Carbon tax: Humber Office of Sustainability happy with environmental effort Carbon tax: Humber Office of Sustainability happy with environmental effort
By Paula Brown Skedline.com The Canadian government is going ahead with the carbon tax in Ontario, and Humber College’s Office of Sustainability is happy... Carbon tax: Humber Office of Sustainability happy with environmental effort

By Paula Brown

Skedline.com

The Canadian government is going ahead with the carbon tax in Ontario, and Humber College’s Office of Sustainability is happy to see leadership in environmental efforts.

“We are happy to see leadership that tries to shape a more sustainable world, and this carbon tax is something that we see as a very positive change,” the college’s sustainability specialist Devon Fernandes says.

Premier Doug Ford wanted to have the carbon tax removed by Oct.1. an action the is directly at odds with the federal government’s plan. The tax, which will start in January 2019, will apply to the amount of carbon households and companies release.

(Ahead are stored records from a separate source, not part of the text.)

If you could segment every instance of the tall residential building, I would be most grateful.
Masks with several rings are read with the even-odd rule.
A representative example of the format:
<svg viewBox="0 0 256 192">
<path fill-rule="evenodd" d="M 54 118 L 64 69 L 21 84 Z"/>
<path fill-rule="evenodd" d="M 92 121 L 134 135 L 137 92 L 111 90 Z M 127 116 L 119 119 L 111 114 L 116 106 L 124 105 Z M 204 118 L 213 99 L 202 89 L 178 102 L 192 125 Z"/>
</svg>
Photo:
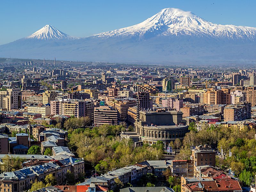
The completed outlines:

Prime Minister Justin Trudeau announced at Humber’s North Campus on Oct. 23 that the government plans to carry out the tax. The tax is part of Canada’s efforts towards fighting climate change and was one of Trudeau’s campaign pledges in 2015.

Humber Lakeshore has been active for many years in sustainability with initiatives such as the Humber Honey Bees, an effort to increase the number of honeybees in the community, their Take Back the Tap campaign which encourages students to bring reusable water bottles to campus, and fair trade.

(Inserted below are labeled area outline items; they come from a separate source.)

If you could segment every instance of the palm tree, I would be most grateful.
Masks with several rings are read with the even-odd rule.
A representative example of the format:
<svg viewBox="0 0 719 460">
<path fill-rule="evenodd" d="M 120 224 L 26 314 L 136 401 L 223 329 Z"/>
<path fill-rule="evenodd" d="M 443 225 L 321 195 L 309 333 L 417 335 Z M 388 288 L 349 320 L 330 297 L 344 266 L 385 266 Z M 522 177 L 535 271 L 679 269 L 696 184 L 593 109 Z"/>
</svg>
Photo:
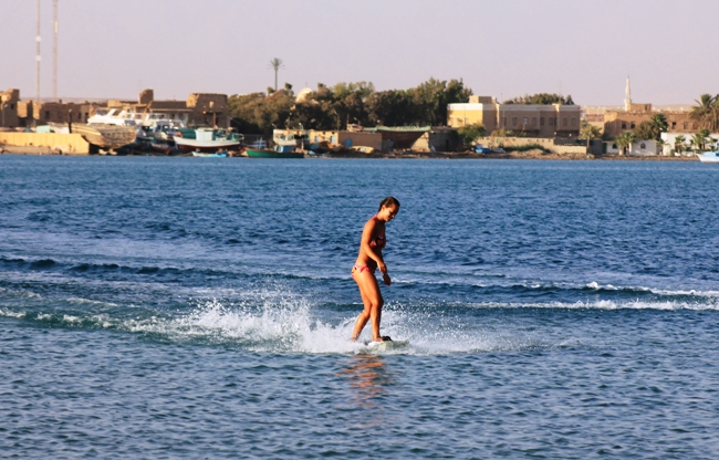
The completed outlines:
<svg viewBox="0 0 719 460">
<path fill-rule="evenodd" d="M 270 67 L 274 69 L 274 91 L 278 91 L 278 72 L 280 69 L 284 69 L 282 60 L 280 58 L 274 58 L 270 61 Z"/>
<path fill-rule="evenodd" d="M 625 132 L 616 136 L 616 145 L 622 148 L 622 155 L 626 155 L 626 149 L 636 140 L 634 133 Z"/>
<path fill-rule="evenodd" d="M 704 136 L 704 133 L 697 133 L 694 136 L 691 136 L 691 144 L 694 144 L 694 149 L 695 150 L 704 150 L 704 144 L 705 144 L 706 137 Z"/>
<path fill-rule="evenodd" d="M 664 147 L 667 145 L 667 142 L 664 140 L 663 138 L 658 138 L 657 145 L 659 146 L 659 151 L 661 151 L 661 154 L 659 155 L 664 155 Z"/>
<path fill-rule="evenodd" d="M 661 133 L 666 133 L 669 129 L 669 123 L 667 117 L 664 114 L 655 114 L 649 121 L 652 129 L 656 133 L 656 139 L 659 139 Z"/>
<path fill-rule="evenodd" d="M 677 137 L 675 137 L 674 138 L 674 151 L 681 155 L 681 153 L 684 151 L 684 142 L 685 142 L 684 135 L 680 134 Z"/>
<path fill-rule="evenodd" d="M 586 139 L 586 148 L 590 148 L 590 142 L 602 137 L 602 129 L 598 127 L 588 124 L 587 122 L 582 122 L 582 128 L 580 129 L 580 136 Z"/>
<path fill-rule="evenodd" d="M 712 132 L 717 130 L 717 121 L 719 119 L 719 104 L 717 97 L 711 94 L 702 94 L 697 103 L 689 112 L 689 117 L 699 122 L 702 126 L 708 127 Z"/>
</svg>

Humber Honey Bees, outside of L Building

“As a relatively new member to the team, it is really impressive to see the leadership that is brought into sustainability,” says Fernandes, who has been Humber’s Sustainability Strategist for four weeks. “It is something that is one of our core values at Humber.”

The UN international panel released a report on climate change in October 2018 saying there is about 12 years to address climate and sustainability issues.

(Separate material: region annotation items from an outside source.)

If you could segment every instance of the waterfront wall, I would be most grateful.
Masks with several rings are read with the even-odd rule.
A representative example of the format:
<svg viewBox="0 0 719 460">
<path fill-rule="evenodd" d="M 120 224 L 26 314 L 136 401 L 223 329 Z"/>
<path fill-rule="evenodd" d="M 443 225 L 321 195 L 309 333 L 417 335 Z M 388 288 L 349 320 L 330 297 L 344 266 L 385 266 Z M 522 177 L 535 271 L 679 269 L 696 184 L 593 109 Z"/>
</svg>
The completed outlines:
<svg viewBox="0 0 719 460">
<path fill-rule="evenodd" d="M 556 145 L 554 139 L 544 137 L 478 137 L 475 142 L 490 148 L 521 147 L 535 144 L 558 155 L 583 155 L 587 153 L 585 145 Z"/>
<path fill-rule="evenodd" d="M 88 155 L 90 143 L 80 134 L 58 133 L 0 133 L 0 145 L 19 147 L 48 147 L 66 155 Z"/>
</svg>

“It underlines some of the work that we are doing,” says Fernandes. “It is something that we need to be pushing forward.”

Marjorie Brown, a student at Humber, says while she doesn’t follow environmental efforts closely, she is anxious about the environmental harm done.

“We only have so long to reverse the damage that we’ve done to the world, and that really scares me,” Brown says. “All the politics with people not believing in the carbon tax and thing like that, it really freaks me out.”

Tax prices will start at $20 per ton and will rise $10 each year until 2022 when they will reach $50 per ton.